A school in Tibet: Altruism remains a mysterious force

On an ordinary day some ten years ago, when I was in the midst of a long-forgotten project, a call came from preschool: “You need to pick up Andy. The nurse found head lice.” So began my first encounter with the horror, the shame, the benightedness—I had no idea then how common and manageable it could be—of this medieval infestation. I rushed over, and a solemn-faced nurse relinquished our child from his quarantine, along with an instruction sheet calculated to provoke alarm. Every article in the house was to be cleaned and deloused, every teddy bear, every curtain, every cushion, every sock. Andy’s head was to be scoured with a toxic shampoo whose perils to skin, eye and nervous system, advertised by many lines of small print, made me cringe. My husband was in California, leaving me to face all this alone. Rescue came quickly, however, in the form of Andy’s godmother, who held Andy over the basement sink while I shampooed him, and our friend Eileen, who vacuumed away the imaginary hordes of lice, did several laundries, and drove back the invasion by the sheer force of her altruistic competence.

Ten years later, Eileen has embarked with her family on another mission of mercy, this time in a remote Tibetan village. A word of explanation: Eileen’s husband, Dechen, was born to nomadic pastoralists in the Ser Valley of eastern Tibet. When he was five, Dechen joined two brothers at a nearby monastery headed by their cousin, a revered lama in the Nyingma tradition. There he received a classical Tibetan Buddhist education, with the expectation of spending the rest of his days as a monk. In 1957, however, with the destruction of the monastery looming, Dechen, the lama and their extended family fled through the Himalayas disguised as beggars, concealing their numbers by walking in one another’s footprints and hiding in the hills of western Tibet until it became possible to cross the border into Sikkim.

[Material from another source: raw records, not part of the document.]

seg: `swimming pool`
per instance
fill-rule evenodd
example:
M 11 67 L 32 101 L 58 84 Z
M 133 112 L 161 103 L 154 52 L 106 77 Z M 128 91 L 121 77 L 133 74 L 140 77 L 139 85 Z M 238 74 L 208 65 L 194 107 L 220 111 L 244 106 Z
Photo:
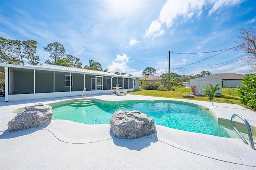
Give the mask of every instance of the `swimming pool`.
M 230 137 L 209 111 L 191 104 L 160 101 L 110 102 L 95 100 L 87 105 L 80 101 L 50 104 L 53 109 L 52 119 L 90 125 L 106 124 L 110 123 L 111 117 L 117 110 L 125 112 L 138 110 L 152 118 L 156 125 Z

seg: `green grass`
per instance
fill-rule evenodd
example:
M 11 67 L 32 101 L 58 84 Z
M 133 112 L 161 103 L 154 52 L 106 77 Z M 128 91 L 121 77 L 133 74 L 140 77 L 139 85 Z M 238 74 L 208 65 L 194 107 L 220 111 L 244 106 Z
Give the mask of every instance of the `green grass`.
M 159 90 L 142 90 L 140 89 L 133 92 L 134 93 L 129 93 L 129 94 L 141 95 L 143 96 L 154 96 L 160 97 L 167 97 L 174 99 L 186 99 L 188 100 L 197 100 L 200 101 L 210 101 L 206 97 L 195 96 L 194 99 L 184 98 L 181 96 L 183 94 L 190 94 L 190 88 L 175 87 L 175 90 L 174 91 L 162 91 Z M 224 88 L 222 88 L 222 96 L 215 98 L 215 101 L 218 103 L 228 103 L 236 104 L 245 107 L 245 106 L 241 103 L 238 98 L 237 88 L 232 88 L 234 89 L 231 95 L 228 94 L 228 92 Z

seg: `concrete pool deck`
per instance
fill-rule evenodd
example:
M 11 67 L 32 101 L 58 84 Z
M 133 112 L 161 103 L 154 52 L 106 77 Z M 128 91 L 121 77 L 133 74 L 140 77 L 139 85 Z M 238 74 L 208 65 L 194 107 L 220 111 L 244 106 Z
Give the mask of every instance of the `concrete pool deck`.
M 186 132 L 156 125 L 157 133 L 137 139 L 121 139 L 110 125 L 88 125 L 52 120 L 48 125 L 12 132 L 12 111 L 80 97 L 5 103 L 1 97 L 1 169 L 254 169 L 256 150 L 240 138 Z M 128 94 L 99 95 L 87 99 L 108 101 L 166 100 L 200 105 L 220 119 L 234 114 L 256 127 L 256 113 L 237 105 Z M 236 121 L 239 121 L 236 118 Z M 247 140 L 249 143 L 249 141 Z M 254 145 L 256 145 L 254 140 Z

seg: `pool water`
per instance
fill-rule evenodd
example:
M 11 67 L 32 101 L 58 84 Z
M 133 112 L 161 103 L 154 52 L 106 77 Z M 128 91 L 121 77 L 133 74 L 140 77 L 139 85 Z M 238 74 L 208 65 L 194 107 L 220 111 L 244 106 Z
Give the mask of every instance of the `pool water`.
M 90 125 L 110 123 L 114 112 L 139 110 L 153 119 L 156 125 L 189 132 L 230 138 L 208 110 L 189 104 L 170 101 L 104 101 L 95 100 L 91 105 L 74 107 L 70 102 L 50 105 L 52 119 L 68 120 Z

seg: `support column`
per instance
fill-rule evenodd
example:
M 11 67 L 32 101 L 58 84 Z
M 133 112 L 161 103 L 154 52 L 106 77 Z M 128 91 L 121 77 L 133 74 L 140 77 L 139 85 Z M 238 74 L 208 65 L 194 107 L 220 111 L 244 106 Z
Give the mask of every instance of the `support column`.
M 8 102 L 9 101 L 9 79 L 8 77 L 8 67 L 4 67 L 4 78 L 5 79 L 5 82 L 4 83 L 5 94 L 5 102 Z
M 34 69 L 34 94 L 36 94 L 36 70 Z

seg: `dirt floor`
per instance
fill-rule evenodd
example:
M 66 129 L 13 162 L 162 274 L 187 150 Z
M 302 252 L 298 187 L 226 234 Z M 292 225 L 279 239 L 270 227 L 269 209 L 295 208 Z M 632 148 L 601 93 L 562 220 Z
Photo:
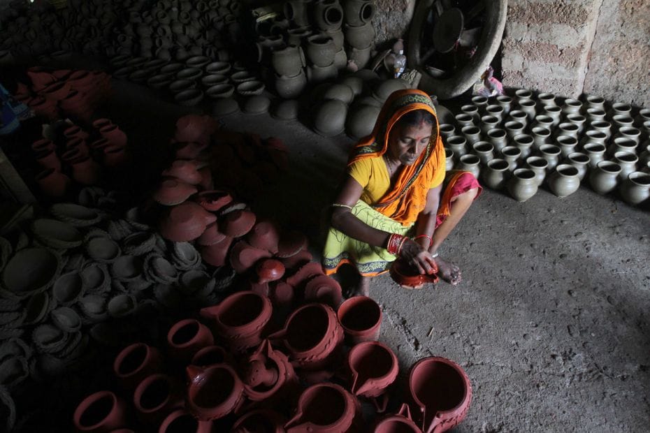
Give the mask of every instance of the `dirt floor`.
M 275 135 L 291 173 L 255 205 L 310 234 L 319 253 L 352 141 L 297 121 L 234 115 L 224 124 Z M 417 360 L 465 369 L 472 402 L 456 432 L 645 432 L 650 420 L 650 214 L 582 186 L 526 203 L 486 189 L 443 244 L 458 287 L 420 291 L 375 279 L 382 341 L 403 381 Z

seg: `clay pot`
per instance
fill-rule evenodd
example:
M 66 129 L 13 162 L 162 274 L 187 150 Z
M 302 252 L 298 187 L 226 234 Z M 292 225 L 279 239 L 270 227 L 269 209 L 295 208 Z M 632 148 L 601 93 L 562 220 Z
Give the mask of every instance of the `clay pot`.
M 537 192 L 535 172 L 529 168 L 517 168 L 512 173 L 506 186 L 510 196 L 517 201 L 523 202 Z
M 379 338 L 382 309 L 372 298 L 367 296 L 350 298 L 341 304 L 337 316 L 343 327 L 347 344 L 354 346 Z
M 134 343 L 122 349 L 113 364 L 113 373 L 126 389 L 133 389 L 145 377 L 162 369 L 160 353 L 155 347 Z
M 181 365 L 187 365 L 196 352 L 214 344 L 214 338 L 208 327 L 192 318 L 176 323 L 167 333 L 170 355 Z
M 373 399 L 377 411 L 383 412 L 388 402 L 375 399 L 384 395 L 397 379 L 397 357 L 387 346 L 379 342 L 366 342 L 354 346 L 347 354 L 350 372 L 350 390 L 355 395 Z
M 201 421 L 226 416 L 236 411 L 243 399 L 244 386 L 232 367 L 218 364 L 201 368 L 189 365 L 186 404 L 187 409 Z
M 445 432 L 460 424 L 472 402 L 472 386 L 461 366 L 431 357 L 419 360 L 409 373 L 409 394 L 423 432 Z
M 78 432 L 110 432 L 126 426 L 127 406 L 110 391 L 99 391 L 82 400 L 73 423 Z
M 272 309 L 266 296 L 243 291 L 231 295 L 218 305 L 201 309 L 201 315 L 212 321 L 215 332 L 231 348 L 243 351 L 261 342 Z
M 334 383 L 310 386 L 300 396 L 296 415 L 284 425 L 287 433 L 347 432 L 359 411 L 349 392 Z
M 619 191 L 623 200 L 633 206 L 638 206 L 650 198 L 650 174 L 633 171 L 621 184 Z
M 563 198 L 572 194 L 580 186 L 578 170 L 569 164 L 560 164 L 556 170 L 549 175 L 549 187 L 554 194 Z
M 504 159 L 491 160 L 481 173 L 484 183 L 492 189 L 503 188 L 510 177 L 509 166 Z

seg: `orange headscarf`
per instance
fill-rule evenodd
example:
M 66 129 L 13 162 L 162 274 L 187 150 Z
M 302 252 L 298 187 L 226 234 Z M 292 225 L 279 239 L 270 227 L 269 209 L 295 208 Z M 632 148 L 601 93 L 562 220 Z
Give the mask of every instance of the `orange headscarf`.
M 403 226 L 408 226 L 417 219 L 426 205 L 426 194 L 434 173 L 440 170 L 445 171 L 445 149 L 440 138 L 438 115 L 428 95 L 416 89 L 393 92 L 384 103 L 372 133 L 362 138 L 354 147 L 348 162 L 350 165 L 359 159 L 380 156 L 386 153 L 393 126 L 402 116 L 416 110 L 424 110 L 433 115 L 435 133 L 431 134 L 428 145 L 415 163 L 403 168 L 393 189 L 377 203 L 370 205 Z

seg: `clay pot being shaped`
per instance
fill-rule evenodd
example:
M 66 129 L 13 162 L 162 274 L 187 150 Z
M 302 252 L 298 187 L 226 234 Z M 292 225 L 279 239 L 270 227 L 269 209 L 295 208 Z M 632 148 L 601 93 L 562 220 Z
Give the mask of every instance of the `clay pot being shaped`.
M 650 198 L 650 174 L 633 171 L 621 184 L 621 196 L 628 205 L 638 206 Z
M 214 344 L 208 327 L 193 318 L 176 323 L 167 333 L 170 355 L 180 365 L 187 365 L 200 349 Z
M 537 192 L 535 172 L 529 168 L 517 168 L 506 184 L 510 196 L 517 201 L 524 202 Z
M 201 421 L 219 419 L 236 411 L 244 398 L 244 386 L 236 372 L 226 364 L 206 368 L 189 365 L 186 404 Z
M 185 409 L 176 409 L 162 420 L 159 433 L 212 433 L 211 421 L 201 421 Z
M 231 349 L 243 351 L 259 344 L 272 312 L 268 298 L 247 291 L 233 293 L 218 305 L 202 309 L 201 315 L 211 321 L 215 333 Z
M 347 344 L 354 346 L 379 338 L 382 309 L 371 298 L 353 296 L 341 304 L 336 314 Z
M 78 432 L 110 432 L 126 426 L 127 406 L 110 391 L 99 391 L 82 400 L 73 422 Z
M 563 198 L 572 194 L 580 186 L 578 169 L 569 164 L 560 164 L 556 170 L 549 175 L 549 188 L 554 194 Z
M 350 390 L 354 395 L 370 397 L 379 412 L 386 410 L 387 389 L 397 379 L 397 357 L 379 342 L 366 342 L 354 346 L 347 354 Z M 381 400 L 376 397 L 384 396 Z
M 425 358 L 416 362 L 409 373 L 408 388 L 418 409 L 418 423 L 427 433 L 445 432 L 460 424 L 472 402 L 467 374 L 460 365 L 444 358 Z
M 284 429 L 287 433 L 348 432 L 358 410 L 356 399 L 341 386 L 312 385 L 303 391 L 296 413 Z
M 284 328 L 271 338 L 281 339 L 291 363 L 305 369 L 319 369 L 336 355 L 343 341 L 343 328 L 328 305 L 307 304 L 287 318 Z
M 113 371 L 126 389 L 133 389 L 143 379 L 162 369 L 160 353 L 145 343 L 133 343 L 115 357 Z

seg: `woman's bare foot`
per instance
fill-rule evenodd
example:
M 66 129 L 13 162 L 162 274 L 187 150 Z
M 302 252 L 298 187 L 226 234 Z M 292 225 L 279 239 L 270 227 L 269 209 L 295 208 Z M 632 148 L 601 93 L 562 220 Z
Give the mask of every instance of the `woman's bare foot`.
M 457 286 L 462 279 L 461 270 L 458 267 L 447 261 L 440 256 L 435 258 L 435 264 L 438 265 L 438 276 L 452 286 Z

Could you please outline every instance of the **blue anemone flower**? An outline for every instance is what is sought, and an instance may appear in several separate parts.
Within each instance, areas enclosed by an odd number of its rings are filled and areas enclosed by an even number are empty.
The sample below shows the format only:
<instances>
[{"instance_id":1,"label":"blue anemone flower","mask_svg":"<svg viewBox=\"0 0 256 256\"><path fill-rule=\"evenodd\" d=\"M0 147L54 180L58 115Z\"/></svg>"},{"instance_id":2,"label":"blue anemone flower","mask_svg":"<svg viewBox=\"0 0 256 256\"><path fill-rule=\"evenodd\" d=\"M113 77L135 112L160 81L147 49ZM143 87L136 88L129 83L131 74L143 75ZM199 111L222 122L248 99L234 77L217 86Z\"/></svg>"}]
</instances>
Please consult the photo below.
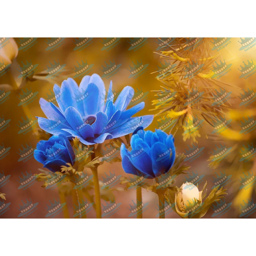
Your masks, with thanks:
<instances>
[{"instance_id":1,"label":"blue anemone flower","mask_svg":"<svg viewBox=\"0 0 256 256\"><path fill-rule=\"evenodd\" d=\"M121 148L122 166L125 172L154 179L167 172L175 159L174 138L162 130L139 130L131 139L132 150Z\"/></svg>"},{"instance_id":2,"label":"blue anemone flower","mask_svg":"<svg viewBox=\"0 0 256 256\"><path fill-rule=\"evenodd\" d=\"M75 156L69 141L62 134L52 136L48 140L40 140L34 151L34 157L44 167L52 172L60 172L60 166L74 164Z\"/></svg>"},{"instance_id":3,"label":"blue anemone flower","mask_svg":"<svg viewBox=\"0 0 256 256\"><path fill-rule=\"evenodd\" d=\"M55 84L53 91L59 107L41 98L39 103L47 118L38 118L40 127L54 135L77 136L82 143L92 145L133 132L140 126L145 128L153 121L153 115L131 117L145 103L126 109L134 94L131 86L125 87L114 103L111 81L105 99L104 83L97 74L84 76L79 87L68 78L60 88Z\"/></svg>"}]
</instances>

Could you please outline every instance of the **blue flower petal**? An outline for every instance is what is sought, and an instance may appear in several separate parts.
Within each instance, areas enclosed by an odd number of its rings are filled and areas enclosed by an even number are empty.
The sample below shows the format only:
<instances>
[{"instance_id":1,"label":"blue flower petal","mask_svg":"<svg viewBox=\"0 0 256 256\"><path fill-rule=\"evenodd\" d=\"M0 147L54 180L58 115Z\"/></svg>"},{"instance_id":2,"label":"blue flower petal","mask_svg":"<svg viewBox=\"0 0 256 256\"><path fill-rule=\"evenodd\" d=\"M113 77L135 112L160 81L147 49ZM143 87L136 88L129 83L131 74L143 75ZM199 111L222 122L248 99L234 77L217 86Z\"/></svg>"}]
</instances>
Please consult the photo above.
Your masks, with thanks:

The journey took four months. Some stayed in Sikkim and others emigrated to Switzerland, but Dechen, after a sojourn in India and Taiwan, came to New England. Here he met and married Eileen, and together they made a living cleaning houses, raised a son and daughter and helped to establish a Nyingma Buddhist temple in the Berkshire hills.

Forty-three years later, after surmounting endless bureaucratic hurdles, Dechen returned to Tibet for the first time, witnessed the reconsecration of his monastery, and saw firsthand how his people have been marginalized in their own land. This remote eastern Tibetan region has the highest rate of illiteracy and poverty in China; it is without electricity, safe water supply and adequate schools. For want of education, the villagers are practically shut out from future economic development. The long-awaited rebuilding of the monastery, though encouraging, is not sufficient to revitalize their culture.

Dechen and Eileen resolved to return and, provided the villagers welcomed their idea, start a school that would give children and adults basic literacy and math skills. Without resources other than their retirement savings and the donations of a few friends, they embarked—just when a comfortable retirement was beginning to beckon—into uncharted territory. I watched with admiration as Eileen collected used clothes, games, puzzles and makeshift school supplies, drew up curriculum plans and prepared to cope with the high altitude and rough living conditions she would face. In 2004, Dechen and Eileen and their children formed the Tashi Nyima Foundation and opened their first one-room schoolhouse. Little by little they have been expanding their scope to include nutrition, sanitation, health care, early child development and scholarships for higher education.

Little by little, they seem to be making a difference. Dechen’s monastic credentials and kinship ties inspire trust, and the villagers can see the essential goodness and warmth of his family, the gentle nonintrusive way in which they offer their services and the utter lack of egotism in the whole venture. Dechen and Eileen want nothing more than to turn the school over to the local families; only thus can it be hoped that the young people, once educated, will remain attached to their own community.

What accounts for this kind of altruism? For Eileen and her family, it’s a matter of simple compassion. From a Buddhist perspective, it makes perfect sense: to transfer the merit of compassionate deeds to the account of others is a more central Buddhist observance than sitting in serene meditation. Loving service counts for more than private self-realization; tradition and family count for more than innovation and autonomy. Perhaps that’s why I feel a sense of gratitude in the presence of my friends’ home shrine, however our religious paths diverge.

Altruism is, as E. O. Wilson put it long ago, the “enduring, unsolved paradox” of evolutionary biology. What makes one teenager instantly spring up to offer a bus seat to his elder, while his friend remains in an iPod trance? Social conditioning and do-gooder satisfaction are strong factors, yet not strong enough to assure every graying matron a seat on the bus. Altruism remains a mysterious third force—as mysterious as enlightenment, as mysterious as grace.